Research Paper Volume 12, Issue 13 pp 12850—12868
Glycosylation end products mediate damage and apoptosis of periodontal ligament stem cells induced by the JNK-mitochondrial pathway
- 1 Affiliated Hospital of Zunyi Medical University, Guizhou, China
- 2 Zunyi Medical University, Department of Periodontology, Stomatological Hospital Zunyi, Guizhou, China
- 3 Chronic Disease Control of Shenzhen, Shenzhen, Guangdong, China
- 4 Third Military Medical University Daping Hospital and Research Institute of Surgery, Stomatology Chongqing, Sichuan, China
- 5 Zunyi Medical University, School of Basic Medical Sciences Zunyi, Guizhou, China
- 6 Department of Stomatology Pingxiang People’s Hospital Pingxiang, JiangXi, China
Received: December 1, 2019 Accepted: March 30, 2020 Published: June 30, 2020https://doi.org/10.18632/aging.103304
How to Cite
Copyright © 2020 Fang et al. This is an open-access article distributed under the terms of the Creative Commons Attribution License (CC BY 3.0), which permits unrestricted use, distribution, and reproduction in any medium, provided the original author and source are credited.
Background: Recent studies have confirmed the bidirectional relationship between the two and the exacerbation of periodontitis by type II diabetes mellitus (T2DM), the pathogenic mechanism has not yet been clarified, AGEs has been linked to the pathogenesis of both periodontitis and T2DM, JNK signaling pathway might play a important role to explain the inner mechanism.
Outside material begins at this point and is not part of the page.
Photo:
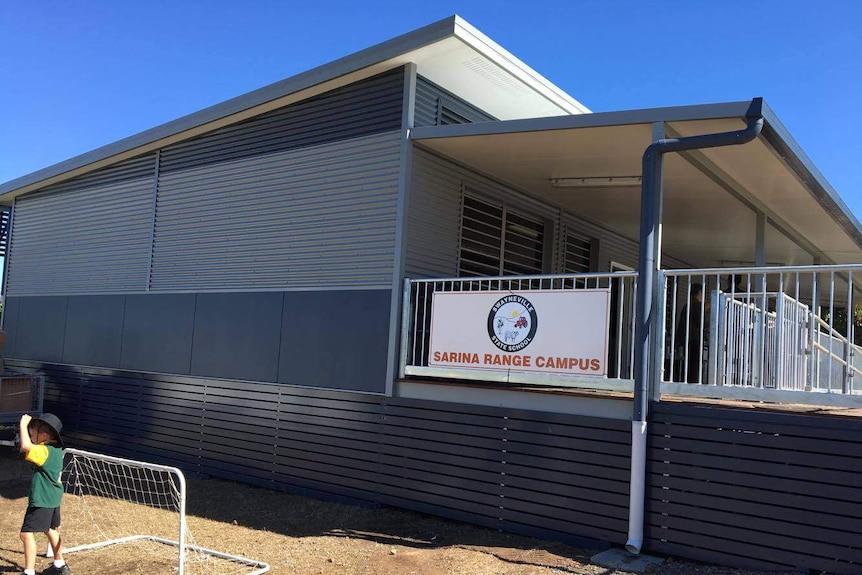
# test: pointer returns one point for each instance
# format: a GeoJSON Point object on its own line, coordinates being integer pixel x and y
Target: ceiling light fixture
{"type": "Point", "coordinates": [597, 182]}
Objectives: To study advanced glycation end products (AGEs) activate the innate immune system of the host by activating oxidative stress and affecting cellular signal transduction in periodontal ligament stem cells (PDLSCs);
Results: TNF-α and/or AGEs can induce the formation of endogenous ROS in PDLSCs, thereby activating the downstream JNK signalling pathway, leading to the initiation of the mitochondria-mediated apoptotic pathway and the induction of PDLSC apoptosis.
Conclusion: we hypothesized that the JNK pathway is a key link in the apoptosis of PDLSCs mediated by TNF-α and/or AGEs.
Materials and Methods: PDLSCs from healthy volunteers were extracted, cultured and stimulated with TNF-a and/or AGEs, Flow cytometry, CCK-8, multidifferential assay, RT-PCR, apoptosis assay, Transmission electron microscopy and Western blotting were recruit to detect the internal relations between AGEs and PDLSCs.
T2DM: Type 2 diabetes mellitus; PDLSCs: periodontal ligament stem cells; AGEs: advanced glycation end products; ROS: reactive oxygen species; JNK: Jun N-terminal kinase; ALP: alkaline phosphatase.